I feel instructors should have background checks. No, it is not the IBJJF’s responsibility; the IBJJF is not BJJ. To me the current BJJ community is a group of independent fiefdoms who have yet to unify under a single governing body whose members are elected. I recently used care.com for childcare. Before recommending a baby sitter, they run a background check. Lawyers can perform background checks. Websites offer background checks. Start doing some background checks. Instructors run your own and put it on your website and in the window like a restaurant grade or a business license. It should be a point of pride. Challenge the next guy to do the same. (Places to start public record searches: State Sex Offenders Registries, National Criminal Database and Federal courthouse records, which can uncover arrests that didn't result in conviction.)
Back to the SoCal Women’s group and our wonderful open mats. Open mats don’t ruin your competition game. You won’t give away all those secret techniques but you might find out you need to fix some things. Leticia Ribeiro invites all teams to attend her seminars even though she knows her team will be facing attendees at the next big tournament. She says,” Come, I only teach the technique, its up to you to practice it”. I guarantee you will find at least one person that you jive with if not ten. If your coach has a problem with you visiting open mat at other gyms that’s a red flag.
Creonte is a trigger for me. Calling someone a traitor for training somewhere else? I don’t eat at just one restaurant. I don’t shop at one grocery store. There are no secret techniques, we’ve got YouTube and access to thousands of techniques on-line and in DVDs. It is a vice for control. That control is abuse. Don’t put up with it. While I’m on my soap box, don’t pay in advance for tuition dues. Pay monthly. And you should be able to get out of your gym membership with a month notice. You’re not stuck. If you’re being strong-armed into dropping a lot of money or signing your life away, leave.

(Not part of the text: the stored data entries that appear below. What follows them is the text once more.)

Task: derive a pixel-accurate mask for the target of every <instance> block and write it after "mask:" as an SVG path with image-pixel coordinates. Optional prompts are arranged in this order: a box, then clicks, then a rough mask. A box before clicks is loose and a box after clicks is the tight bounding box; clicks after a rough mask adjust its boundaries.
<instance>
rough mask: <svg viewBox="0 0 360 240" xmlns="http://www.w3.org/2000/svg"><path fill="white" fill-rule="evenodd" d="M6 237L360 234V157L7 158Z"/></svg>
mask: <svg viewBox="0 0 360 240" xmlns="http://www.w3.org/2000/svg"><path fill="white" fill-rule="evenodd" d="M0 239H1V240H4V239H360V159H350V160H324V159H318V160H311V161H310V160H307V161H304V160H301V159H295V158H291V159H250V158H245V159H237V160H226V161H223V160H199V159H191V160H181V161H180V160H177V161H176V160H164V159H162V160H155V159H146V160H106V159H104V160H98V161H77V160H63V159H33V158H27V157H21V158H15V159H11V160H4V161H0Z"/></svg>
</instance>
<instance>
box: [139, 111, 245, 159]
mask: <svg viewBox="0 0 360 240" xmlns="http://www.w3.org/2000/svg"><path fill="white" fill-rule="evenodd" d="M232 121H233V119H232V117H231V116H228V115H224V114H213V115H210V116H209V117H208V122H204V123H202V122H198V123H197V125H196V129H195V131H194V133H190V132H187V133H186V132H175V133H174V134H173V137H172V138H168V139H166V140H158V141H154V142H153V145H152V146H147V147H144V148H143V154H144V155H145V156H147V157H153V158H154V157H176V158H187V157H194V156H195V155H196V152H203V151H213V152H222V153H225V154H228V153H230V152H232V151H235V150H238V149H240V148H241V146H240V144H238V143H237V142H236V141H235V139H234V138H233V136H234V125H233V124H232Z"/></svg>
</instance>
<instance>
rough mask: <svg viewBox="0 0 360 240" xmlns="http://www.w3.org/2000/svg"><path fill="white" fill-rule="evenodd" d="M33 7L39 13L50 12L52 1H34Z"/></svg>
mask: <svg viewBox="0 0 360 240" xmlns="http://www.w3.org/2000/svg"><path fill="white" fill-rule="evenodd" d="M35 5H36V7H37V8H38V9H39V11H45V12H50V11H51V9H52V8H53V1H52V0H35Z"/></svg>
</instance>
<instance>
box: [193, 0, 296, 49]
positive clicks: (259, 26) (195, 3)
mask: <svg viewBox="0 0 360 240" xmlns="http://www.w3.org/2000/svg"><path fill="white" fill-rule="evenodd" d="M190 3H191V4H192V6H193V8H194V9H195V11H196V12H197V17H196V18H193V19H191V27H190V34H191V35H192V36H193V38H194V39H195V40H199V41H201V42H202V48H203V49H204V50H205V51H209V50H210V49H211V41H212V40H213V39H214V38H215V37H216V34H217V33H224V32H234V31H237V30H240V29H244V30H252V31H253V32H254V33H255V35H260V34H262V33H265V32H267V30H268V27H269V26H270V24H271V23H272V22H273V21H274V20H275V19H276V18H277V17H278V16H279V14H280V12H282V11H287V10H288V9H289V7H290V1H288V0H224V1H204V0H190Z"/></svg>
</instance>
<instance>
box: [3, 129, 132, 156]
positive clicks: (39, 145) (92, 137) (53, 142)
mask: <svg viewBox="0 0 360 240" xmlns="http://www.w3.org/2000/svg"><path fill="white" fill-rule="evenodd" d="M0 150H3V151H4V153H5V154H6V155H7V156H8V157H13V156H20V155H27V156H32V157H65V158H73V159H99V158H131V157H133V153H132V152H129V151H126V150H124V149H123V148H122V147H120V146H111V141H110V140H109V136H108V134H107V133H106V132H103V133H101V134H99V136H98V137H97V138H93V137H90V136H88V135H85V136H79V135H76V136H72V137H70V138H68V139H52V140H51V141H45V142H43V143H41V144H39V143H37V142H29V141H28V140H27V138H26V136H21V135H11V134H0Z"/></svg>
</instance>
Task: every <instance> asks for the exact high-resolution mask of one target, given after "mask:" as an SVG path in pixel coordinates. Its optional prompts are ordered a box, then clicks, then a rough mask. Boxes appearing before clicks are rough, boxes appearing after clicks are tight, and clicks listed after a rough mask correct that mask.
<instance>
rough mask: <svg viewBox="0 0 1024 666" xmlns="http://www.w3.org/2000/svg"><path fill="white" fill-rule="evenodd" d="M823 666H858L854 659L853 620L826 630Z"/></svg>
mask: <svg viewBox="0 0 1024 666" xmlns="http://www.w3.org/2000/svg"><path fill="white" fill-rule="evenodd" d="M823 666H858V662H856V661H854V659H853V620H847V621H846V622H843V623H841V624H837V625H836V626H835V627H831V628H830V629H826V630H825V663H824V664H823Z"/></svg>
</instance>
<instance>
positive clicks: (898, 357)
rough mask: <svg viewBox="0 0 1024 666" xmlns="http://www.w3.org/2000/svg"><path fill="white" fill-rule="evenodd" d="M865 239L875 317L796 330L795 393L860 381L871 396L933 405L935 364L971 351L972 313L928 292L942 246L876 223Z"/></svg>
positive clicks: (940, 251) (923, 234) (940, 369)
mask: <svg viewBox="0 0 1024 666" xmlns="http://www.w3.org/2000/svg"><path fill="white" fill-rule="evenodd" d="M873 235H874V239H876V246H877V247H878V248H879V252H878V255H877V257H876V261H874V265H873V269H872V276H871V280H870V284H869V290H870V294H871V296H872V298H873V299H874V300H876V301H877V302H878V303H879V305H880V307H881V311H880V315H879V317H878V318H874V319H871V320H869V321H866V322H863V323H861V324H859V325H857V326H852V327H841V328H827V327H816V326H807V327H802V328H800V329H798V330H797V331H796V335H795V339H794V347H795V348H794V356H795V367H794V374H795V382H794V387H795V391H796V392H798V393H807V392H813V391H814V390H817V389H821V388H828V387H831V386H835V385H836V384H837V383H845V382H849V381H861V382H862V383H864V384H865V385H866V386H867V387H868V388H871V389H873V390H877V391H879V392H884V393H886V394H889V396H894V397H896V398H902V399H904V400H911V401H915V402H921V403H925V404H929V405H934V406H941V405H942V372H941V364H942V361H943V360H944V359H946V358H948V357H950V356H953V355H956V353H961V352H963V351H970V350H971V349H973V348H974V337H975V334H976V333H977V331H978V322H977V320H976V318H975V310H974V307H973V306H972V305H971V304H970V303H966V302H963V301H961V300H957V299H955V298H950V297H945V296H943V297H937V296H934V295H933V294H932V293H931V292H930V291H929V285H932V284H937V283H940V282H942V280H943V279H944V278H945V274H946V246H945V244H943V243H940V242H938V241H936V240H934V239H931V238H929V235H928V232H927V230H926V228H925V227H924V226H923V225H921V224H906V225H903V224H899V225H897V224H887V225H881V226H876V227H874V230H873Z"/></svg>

If you’re getting hurt a lot or excessively, leave. There are many bruises in Jiu-Jitsu but there shouldn’t be brutality. If you feel you’re getting knocked around leave. I’m giving a lot of incentive to leave because if you do decide to do Jiu-Jitsu you’re probably going to sign on for 10, 15 or 20 years. I read on FB, ”What advice would you give your white belt self?” I would have told my white belt self that character counts for a lot more than you can ever realize now. The character of the people I train with as well as my own.